Graphene shows signs of superconductivity

With extra ingredients, flat form of carbon displays evidence of resistance-free current

different versions of graphene

GRAPHENE ADDITIVE  Pure graphene (a) is a great conductor. But graphene doped with calcium (d) is a superconductor at low temperatures, a new study demonstrates. Trials with potassium (b) and cesium (c) showed no superconductivity.

J. Chapman et al/arXiv.org 2015

Chalk up another superpower for the thinnest material on the planet.

When sprinkled with certain atoms, graphene — a flat sheet of honeycombed carbon atoms — conducts electrical current with no resistance at low temperatures, four research teams report. While graphene has awed scientists with its conducting prowess for over a decade, this is the first evidence that the wonder material can be a superconductor.

The research groups, which all reported their findings in separate papers posted online at arXiv.org the week of August 24, used different approaches to test for superconductivity and came up with some conflicting results. Nonetheless, “the evidence for superconductivity is completely convincing,” says Allan MacDonald, a theoretical condensed matter physicist at the University of Texas at Austin who was not involved with any of the studies. Follow-up research could help scientists better understand superconductivity and how it works in ultrathin materials, whose properties are strikingly different from those of their bulky counterparts.
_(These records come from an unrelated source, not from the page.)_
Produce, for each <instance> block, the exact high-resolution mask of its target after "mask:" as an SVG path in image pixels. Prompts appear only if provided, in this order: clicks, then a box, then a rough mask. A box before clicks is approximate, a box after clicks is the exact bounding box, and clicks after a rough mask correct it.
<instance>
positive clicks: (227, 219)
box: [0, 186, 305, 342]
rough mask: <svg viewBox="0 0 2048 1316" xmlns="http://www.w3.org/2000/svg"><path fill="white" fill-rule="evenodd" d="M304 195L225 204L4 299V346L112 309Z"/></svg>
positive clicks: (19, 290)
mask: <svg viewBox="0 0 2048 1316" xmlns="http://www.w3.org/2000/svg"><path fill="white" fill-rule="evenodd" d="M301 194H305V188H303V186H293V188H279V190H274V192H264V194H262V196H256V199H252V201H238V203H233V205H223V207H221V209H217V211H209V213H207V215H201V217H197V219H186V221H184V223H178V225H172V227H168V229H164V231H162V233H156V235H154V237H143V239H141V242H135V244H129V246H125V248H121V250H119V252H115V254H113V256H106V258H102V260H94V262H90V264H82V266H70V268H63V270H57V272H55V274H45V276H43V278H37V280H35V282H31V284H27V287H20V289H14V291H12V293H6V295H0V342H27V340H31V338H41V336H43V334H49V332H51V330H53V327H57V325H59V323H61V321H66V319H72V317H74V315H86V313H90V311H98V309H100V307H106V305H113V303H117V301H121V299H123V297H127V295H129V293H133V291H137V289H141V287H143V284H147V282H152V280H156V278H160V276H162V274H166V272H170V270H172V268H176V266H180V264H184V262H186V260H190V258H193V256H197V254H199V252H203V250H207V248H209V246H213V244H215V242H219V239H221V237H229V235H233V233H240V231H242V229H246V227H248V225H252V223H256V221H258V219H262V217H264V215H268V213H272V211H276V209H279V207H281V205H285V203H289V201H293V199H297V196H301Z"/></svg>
There’s no material quite like graphene. It’s strong yet flexible, it’s an impenetrable wall for molecules trying to pass through and it’s a fantastic conductor (SN: 8/13/11, p. 26). But electrons in even the best conductors bump into walls and scatter, creating electrical resistance. Because graphene’s thicker cousin graphite can be coaxed to superconduct, theorists proposed that graphene doped with elements such as lithium could also shuttle current resistance-free.

Andrea Damascelli, a condensed matter physicist at the University of British Columbia in Vancouver, and his team carefully prepared graphene sheets and sprinkled them with lithium atoms at very low temperatures. Then the researchers fired photons into each sheet and analyzed the electrons that came out. Electrons usually repel each other due to their negative charge, but the physicists saw evidence that the electrons were partnering to form Cooper pairs, which glide through a material without scattering. The team concluded in a paper that will appear September 8 in the Proceedings of the National Academy of Sciences that lithium-doped graphene is a superconductor at temperatures as high as about 6 kelvins (–267° Celsius).

Another group, led by condensed matter physicist Rahul Nair of the University of Manchester in England, analyzed a stack of thousands of graphene layers. The researchers showed that graphene that’s doped with calcium atoms and chilled to temperatures of about 6 kelvins expelled magnetic fields, a signature of superconductivity known as the Meissner effect (SN: 8/8/15, p. 12).

Both Nair’s team and a Japanese group succeeded in getting graphene to superconduct with calcium but failed with lithium, which contradicts the results of Damascelli’s group and a South Korean team. Differing experimental approaches may be to blame, MacDonald says. Still, he says, the studies are important for detecting such an exotic phenomenon in an exciting new class of materials. “There are not many examples of truly two-dimensional superconductors,” he says.

Editor’s Note: This story was updated on September 14, 2015, to correct the date that the paper appeared online in the Proceedings of the National Academy of Sciences.